Des loyers restant impayés, par acte de commissaire de justice du 1er août 2024, la société anonyme LA NANTAISE D’HABITATIONS a fait signifier à Monsieur, [L], [Q] un commandement de payer visant la clause résolutoire du bail.
Par notification électronique du 18 juillet 2024, la société anonyme LA NANTAISE D’HABITATIONS a saisi la Commission de Coordination des Actions de Prévention des Expulsions Locatives (CCAPEX).

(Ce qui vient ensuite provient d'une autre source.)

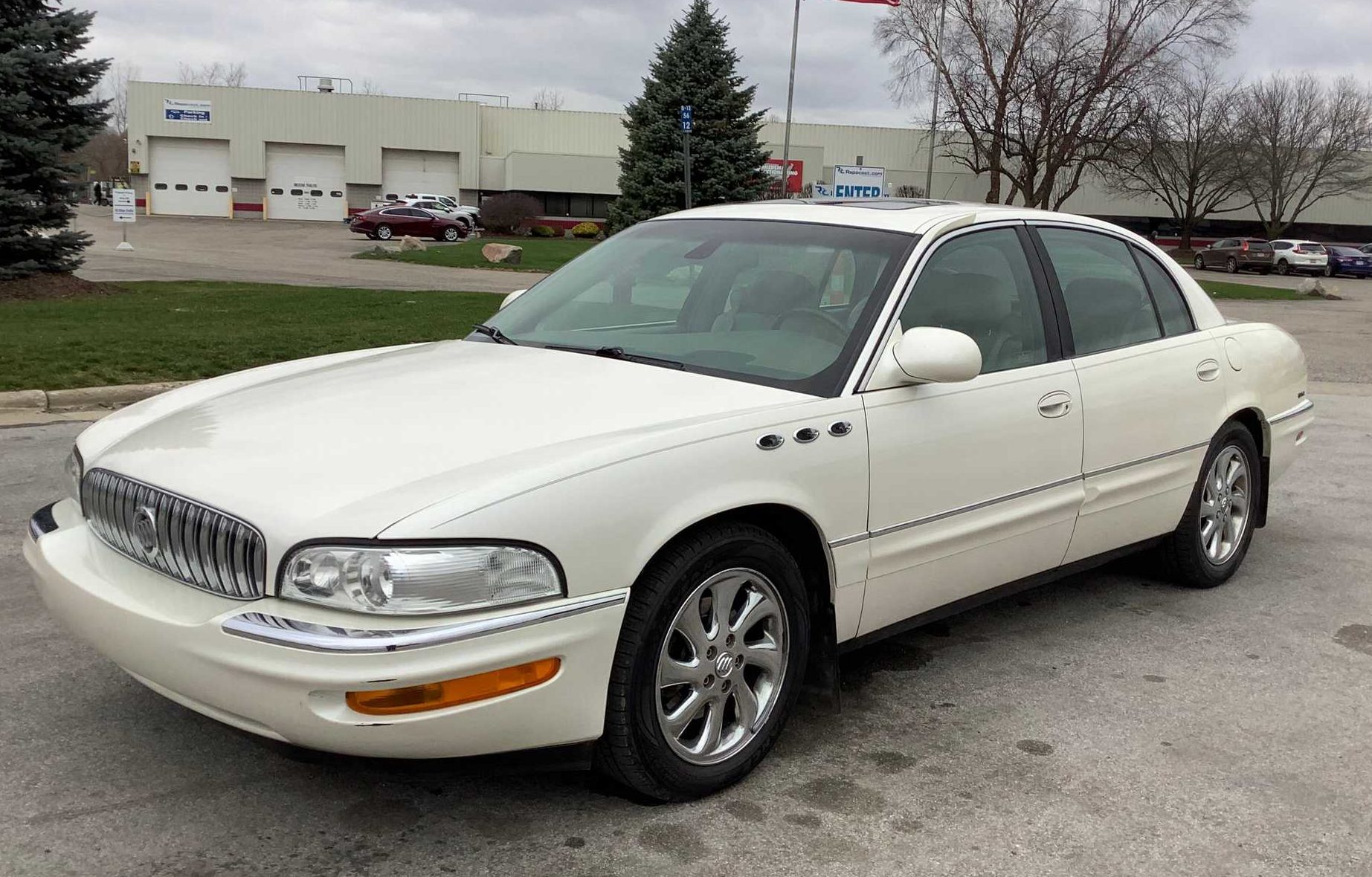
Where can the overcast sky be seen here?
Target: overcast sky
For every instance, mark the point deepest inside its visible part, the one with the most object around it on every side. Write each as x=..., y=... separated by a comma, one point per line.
x=596, y=51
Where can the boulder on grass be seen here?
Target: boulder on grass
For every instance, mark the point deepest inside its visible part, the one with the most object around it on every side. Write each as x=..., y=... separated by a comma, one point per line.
x=503, y=254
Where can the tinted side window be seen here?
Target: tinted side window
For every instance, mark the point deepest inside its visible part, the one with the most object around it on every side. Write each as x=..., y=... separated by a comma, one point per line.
x=1107, y=302
x=980, y=284
x=1172, y=305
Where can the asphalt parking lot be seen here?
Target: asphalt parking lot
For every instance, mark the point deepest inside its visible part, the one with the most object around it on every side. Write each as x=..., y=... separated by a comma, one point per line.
x=308, y=254
x=1109, y=724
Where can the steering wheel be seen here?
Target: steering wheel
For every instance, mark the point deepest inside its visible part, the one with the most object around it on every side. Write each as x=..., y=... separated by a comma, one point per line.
x=831, y=328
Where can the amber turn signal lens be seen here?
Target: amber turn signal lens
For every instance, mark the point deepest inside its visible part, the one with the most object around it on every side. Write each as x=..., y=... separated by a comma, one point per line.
x=453, y=693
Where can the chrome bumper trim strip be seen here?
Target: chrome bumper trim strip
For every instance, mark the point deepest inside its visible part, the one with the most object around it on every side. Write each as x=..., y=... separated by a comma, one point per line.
x=1301, y=407
x=316, y=638
x=1146, y=459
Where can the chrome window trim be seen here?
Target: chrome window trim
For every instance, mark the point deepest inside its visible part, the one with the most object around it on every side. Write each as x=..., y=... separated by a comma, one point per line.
x=316, y=638
x=1301, y=407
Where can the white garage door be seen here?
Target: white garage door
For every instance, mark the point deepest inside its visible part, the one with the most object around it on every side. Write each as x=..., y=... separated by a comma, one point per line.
x=305, y=181
x=407, y=172
x=190, y=177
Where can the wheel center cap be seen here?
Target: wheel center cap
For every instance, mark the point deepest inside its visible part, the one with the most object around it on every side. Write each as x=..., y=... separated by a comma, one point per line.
x=724, y=665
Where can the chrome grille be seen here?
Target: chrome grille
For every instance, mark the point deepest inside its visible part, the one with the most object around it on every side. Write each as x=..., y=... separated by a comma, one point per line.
x=191, y=543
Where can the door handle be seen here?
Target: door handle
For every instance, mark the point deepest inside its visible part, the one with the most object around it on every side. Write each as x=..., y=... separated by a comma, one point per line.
x=1208, y=370
x=1057, y=403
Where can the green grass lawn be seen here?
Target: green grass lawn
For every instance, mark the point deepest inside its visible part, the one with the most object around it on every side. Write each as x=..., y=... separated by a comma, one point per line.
x=541, y=254
x=183, y=331
x=1224, y=289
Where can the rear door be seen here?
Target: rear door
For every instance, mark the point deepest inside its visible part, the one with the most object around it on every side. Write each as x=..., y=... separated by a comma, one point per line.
x=1150, y=391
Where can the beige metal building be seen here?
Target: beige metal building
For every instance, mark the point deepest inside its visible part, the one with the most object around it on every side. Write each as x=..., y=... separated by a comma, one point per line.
x=312, y=155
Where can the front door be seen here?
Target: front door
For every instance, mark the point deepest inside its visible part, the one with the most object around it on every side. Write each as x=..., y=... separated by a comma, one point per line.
x=973, y=484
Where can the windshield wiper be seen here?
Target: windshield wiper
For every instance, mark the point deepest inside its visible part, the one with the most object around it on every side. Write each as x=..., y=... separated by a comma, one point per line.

Par acte de commissaire de justice du 29 octobre 2025, la société anonyme LA NANTAISE D’HABITATIONS a assigné Monsieur, [L], [Q], devant le Juge des Contentieux de la Protection de Nantes aux fins de voir :
à titre principal, constater l’acquisition de la clause résolutoire ;
à titre subsidiaire, prononcer la résiliation judiciaire du bail ;
ordonner l’expulsion de Monsieur, [L], [Q] ainsi que tous les occupants de son chef du logement avec au besoin l’assistance de la force publique et d’un serrurier ;
condamner Monsieur, [L], [Q] au paiement des sommes suivantes :
— la somme de 5131,47 euros correspondant aux loyers, charges et indemnités d’occupation échus et impayés au 4 septembre 2025, somme à parfaire au jour de l’audience, avec intérêts au taux légal à compter de l’assignation, étant sollicité par ailleurs que le dépôt de garantie vienne en déduction des sommes dues ;
— une indemnité d’occupation égale au loyer, outre les charges, et ce jusqu’à la libération effective des lieux, laquelle indemnité suivra les conditions de révision du prix du loyer ;
— la somme de 500 euros en application de l’article 700 du code de procédure civile outre les entiers dépens y compris le coût du commandement de payer, de l’assignation et de la notification à la Préfecture ;
dire n’y avoir lieu d’écarter l’exécution provisoire.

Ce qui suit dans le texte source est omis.